Happiness From A Distant Star is their new album, and it sounds exactly like it ought to. Which is to say, it sounds exactly like Animals That Swim. Only five years older, wiser and, if not exactly wearier, perhaps warier. It's there in the lyrics of course, notably on the already quoted 'Homunculus' with its 'there's nothing wrong with living like you did ten years ago' which suggest not stagnation but rather a coming to terms with your age, your needs, your desires. It's a lovely moment in a collection of songs that are gleaming, oddly cut gems.

Animals That Swim have made more great literate and cinematic Pop with this album. The single 'The Moon and the Mothership' is another of their wonderful story-telling tunes, reciting the tale of an acquaintance going a bit mental on a transatlantic flight and thereafter becoming an aliens obsessive, like Fox Mulder from Hackney. Includes the epic line 'it changed his life he said, with seven Phil Dick books in a pile.' 'Mackie's Wake' is in the vein of 'The Greenhouse' and skips along on an organ and horn refrain that reaches the heavens on numerous occasions. It's a beautiful exuberance of a song; a celebratory epitaph for the essences of the past that are worth remembering. These ghosts are singing up a storm.
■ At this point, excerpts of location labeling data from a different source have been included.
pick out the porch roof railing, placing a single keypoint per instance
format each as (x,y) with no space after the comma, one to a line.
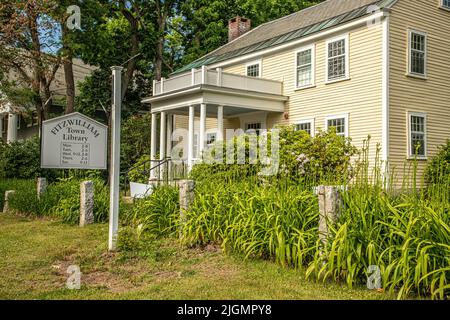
(217,78)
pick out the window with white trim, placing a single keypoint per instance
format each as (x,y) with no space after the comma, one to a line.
(35,119)
(211,137)
(305,125)
(5,123)
(417,127)
(417,53)
(337,59)
(305,67)
(340,123)
(253,126)
(196,144)
(254,69)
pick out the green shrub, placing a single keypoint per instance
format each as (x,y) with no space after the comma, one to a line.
(21,159)
(438,169)
(135,139)
(25,188)
(158,214)
(325,157)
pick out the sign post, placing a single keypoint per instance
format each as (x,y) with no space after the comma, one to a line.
(115,158)
(74,141)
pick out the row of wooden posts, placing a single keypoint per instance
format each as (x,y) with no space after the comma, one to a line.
(330,202)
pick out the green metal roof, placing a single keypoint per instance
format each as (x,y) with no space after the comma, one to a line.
(287,37)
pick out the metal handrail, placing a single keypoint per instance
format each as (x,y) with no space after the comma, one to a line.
(160,163)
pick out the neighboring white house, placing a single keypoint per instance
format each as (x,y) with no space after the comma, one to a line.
(21,122)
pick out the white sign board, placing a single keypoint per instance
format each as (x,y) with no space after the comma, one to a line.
(74,141)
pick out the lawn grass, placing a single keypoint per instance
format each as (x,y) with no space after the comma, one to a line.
(35,254)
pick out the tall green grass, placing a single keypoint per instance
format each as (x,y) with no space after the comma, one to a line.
(61,199)
(405,232)
(276,221)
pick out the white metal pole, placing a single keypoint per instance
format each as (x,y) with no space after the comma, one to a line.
(169,135)
(12,128)
(202,135)
(115,158)
(1,127)
(153,146)
(220,123)
(191,136)
(162,137)
(162,144)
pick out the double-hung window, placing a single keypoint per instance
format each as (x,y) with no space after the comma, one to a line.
(337,59)
(417,57)
(254,69)
(304,71)
(211,137)
(5,124)
(340,123)
(417,134)
(306,125)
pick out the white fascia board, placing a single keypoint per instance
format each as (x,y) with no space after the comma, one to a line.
(312,38)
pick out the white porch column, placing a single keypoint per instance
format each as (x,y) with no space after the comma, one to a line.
(202,135)
(191,137)
(12,128)
(220,123)
(1,127)
(162,140)
(169,135)
(169,144)
(153,147)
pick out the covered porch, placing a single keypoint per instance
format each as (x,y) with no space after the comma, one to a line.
(209,94)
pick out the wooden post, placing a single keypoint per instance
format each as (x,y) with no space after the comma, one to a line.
(187,196)
(86,203)
(330,204)
(41,186)
(8,195)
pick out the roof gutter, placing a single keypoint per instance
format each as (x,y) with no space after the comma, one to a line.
(382,13)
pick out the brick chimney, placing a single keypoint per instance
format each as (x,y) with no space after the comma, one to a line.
(237,27)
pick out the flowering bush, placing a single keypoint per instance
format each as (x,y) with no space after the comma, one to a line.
(325,157)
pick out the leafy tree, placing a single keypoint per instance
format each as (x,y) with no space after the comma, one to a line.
(26,32)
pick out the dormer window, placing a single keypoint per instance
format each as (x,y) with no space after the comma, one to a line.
(417,60)
(254,69)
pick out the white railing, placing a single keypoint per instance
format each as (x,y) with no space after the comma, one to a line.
(219,79)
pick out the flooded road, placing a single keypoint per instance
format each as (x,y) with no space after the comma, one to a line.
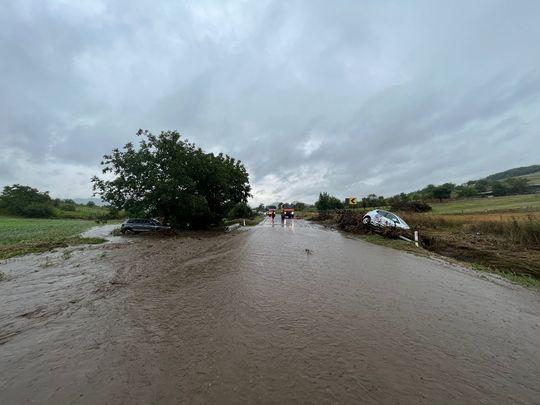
(275,314)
In 'Dirt' Hank sings 'my feet will understand the layers of ages in the soil' and it's this acute sense of history, this awareness of the movement of times and of our being rooted in our moments and our personal archaeologies that Animals That Swim seem to grasp so strongly. They make the personal into the universal with an enviable ease, although perhaps that five year gap between records suggests it is more a fine crafting. Whatever. When you hear 'A Good Day For Everyone' with its fine lilting melody and it's easy dance into the morning, all the crap of the world will disappear and will be replaced with calm, accompanied by some strangely strengthening knowledge that we can all make some sort of difference to our worlds after all. And when Hank sings 'We said our 'who cares' to the 'you'll never belongs'' you just have to sing inside and remember that you're not alone. What more can you ask for from Pop?